The one time they did not finish among the bottom three National League teams was the one year Loria decided to spend money on high priced free agents including then stars Jose Reyes and Mark Buehrle. However due to a lack of quality elsewhere on most of the roster the team went 69-93 and promptly traded their free agent signing the next winter. This coincides with Loria’s crowning achievement as Marlins owner: getting taxpayers to build his team a new stadium despite years of penny-pinching on roster upgrades. This stadium financing is estimated to cost the taxpayers of Miami-Dade County roughly what Loria is selling his ball club for now; 1.2 to 1.3 Billion dollars.
The malignancy of Loria on Major League Baseball predates this bilking of Miami while cheating the fans out of a quality team or attempting to make a quality team however as his other big achievements include selling the Montreal Expos to MLB for 120 Million in 2002 which paved the way for Montreal to become the Washington Nationals. This duplicitous move left Loria’s former Expos partners so incensed they tried to use the Racketeer Influenced and Corrupt Organizations Act to stop this real life Ebeneezer Scrooge. Marlins fans ought to build a statue of Derek Jeter and company tonight as now they may actually get a baseball team worth watching.
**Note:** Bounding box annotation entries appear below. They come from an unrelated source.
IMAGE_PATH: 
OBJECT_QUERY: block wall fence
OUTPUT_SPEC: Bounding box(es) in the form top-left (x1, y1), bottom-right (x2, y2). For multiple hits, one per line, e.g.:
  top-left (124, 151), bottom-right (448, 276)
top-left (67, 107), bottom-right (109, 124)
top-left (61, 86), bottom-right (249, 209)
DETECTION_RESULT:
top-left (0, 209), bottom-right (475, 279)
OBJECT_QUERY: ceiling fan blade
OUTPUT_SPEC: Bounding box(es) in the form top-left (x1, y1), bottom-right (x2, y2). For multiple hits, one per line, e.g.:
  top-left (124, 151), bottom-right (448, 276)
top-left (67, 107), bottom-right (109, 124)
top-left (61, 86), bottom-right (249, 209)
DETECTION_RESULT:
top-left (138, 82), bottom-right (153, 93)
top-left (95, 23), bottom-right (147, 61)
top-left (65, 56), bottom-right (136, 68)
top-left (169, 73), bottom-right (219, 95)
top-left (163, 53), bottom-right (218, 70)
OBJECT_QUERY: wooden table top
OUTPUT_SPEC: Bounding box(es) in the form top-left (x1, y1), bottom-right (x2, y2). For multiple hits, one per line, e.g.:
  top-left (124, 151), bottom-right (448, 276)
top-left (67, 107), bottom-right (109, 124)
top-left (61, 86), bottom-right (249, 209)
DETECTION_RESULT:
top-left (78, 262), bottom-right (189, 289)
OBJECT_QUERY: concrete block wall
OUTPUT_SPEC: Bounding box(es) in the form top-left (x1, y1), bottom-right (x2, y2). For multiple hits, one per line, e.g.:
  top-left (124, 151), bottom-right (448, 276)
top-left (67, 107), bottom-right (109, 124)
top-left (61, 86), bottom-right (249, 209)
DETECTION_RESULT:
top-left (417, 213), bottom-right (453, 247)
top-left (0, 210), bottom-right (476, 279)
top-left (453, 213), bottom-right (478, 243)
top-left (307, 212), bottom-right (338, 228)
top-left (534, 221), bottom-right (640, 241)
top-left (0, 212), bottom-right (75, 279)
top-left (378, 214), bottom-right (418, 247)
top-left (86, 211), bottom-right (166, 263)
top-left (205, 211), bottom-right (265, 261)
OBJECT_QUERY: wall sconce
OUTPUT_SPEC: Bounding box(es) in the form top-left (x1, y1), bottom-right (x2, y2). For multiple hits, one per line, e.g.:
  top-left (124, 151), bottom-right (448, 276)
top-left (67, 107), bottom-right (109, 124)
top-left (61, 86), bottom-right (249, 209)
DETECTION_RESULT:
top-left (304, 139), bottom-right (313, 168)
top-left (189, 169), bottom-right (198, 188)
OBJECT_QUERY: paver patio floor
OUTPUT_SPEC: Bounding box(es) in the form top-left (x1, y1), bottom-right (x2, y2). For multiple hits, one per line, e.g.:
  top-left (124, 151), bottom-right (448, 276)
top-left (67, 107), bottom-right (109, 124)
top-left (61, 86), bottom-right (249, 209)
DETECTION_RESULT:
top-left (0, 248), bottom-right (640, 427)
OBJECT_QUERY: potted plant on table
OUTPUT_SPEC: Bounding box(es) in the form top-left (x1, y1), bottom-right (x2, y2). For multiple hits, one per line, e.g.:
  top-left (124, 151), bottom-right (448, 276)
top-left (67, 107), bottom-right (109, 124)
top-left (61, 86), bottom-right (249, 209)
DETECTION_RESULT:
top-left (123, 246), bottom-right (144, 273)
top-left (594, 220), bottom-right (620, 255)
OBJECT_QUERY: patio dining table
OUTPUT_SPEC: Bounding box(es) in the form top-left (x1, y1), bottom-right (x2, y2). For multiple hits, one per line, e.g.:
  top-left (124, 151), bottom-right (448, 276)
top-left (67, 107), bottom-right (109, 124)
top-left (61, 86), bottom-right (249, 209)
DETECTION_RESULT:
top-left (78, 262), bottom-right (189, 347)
In this dealing Rob Manfred has a tremendous opportunity to rid the game of a man, whose actions beg the question “does Mr. Loria even like baseball?” while potentially getting Miami faithful to give the Marlins another chance in their heart. Goodbye, Mr. Loria, may no sporting franchise ever be cursed by your penny pinching, may no county ever again be robbed by your unwillingness to invest in your own stadium, and may the Marlins prosper (except against the St. Louis Cardinals).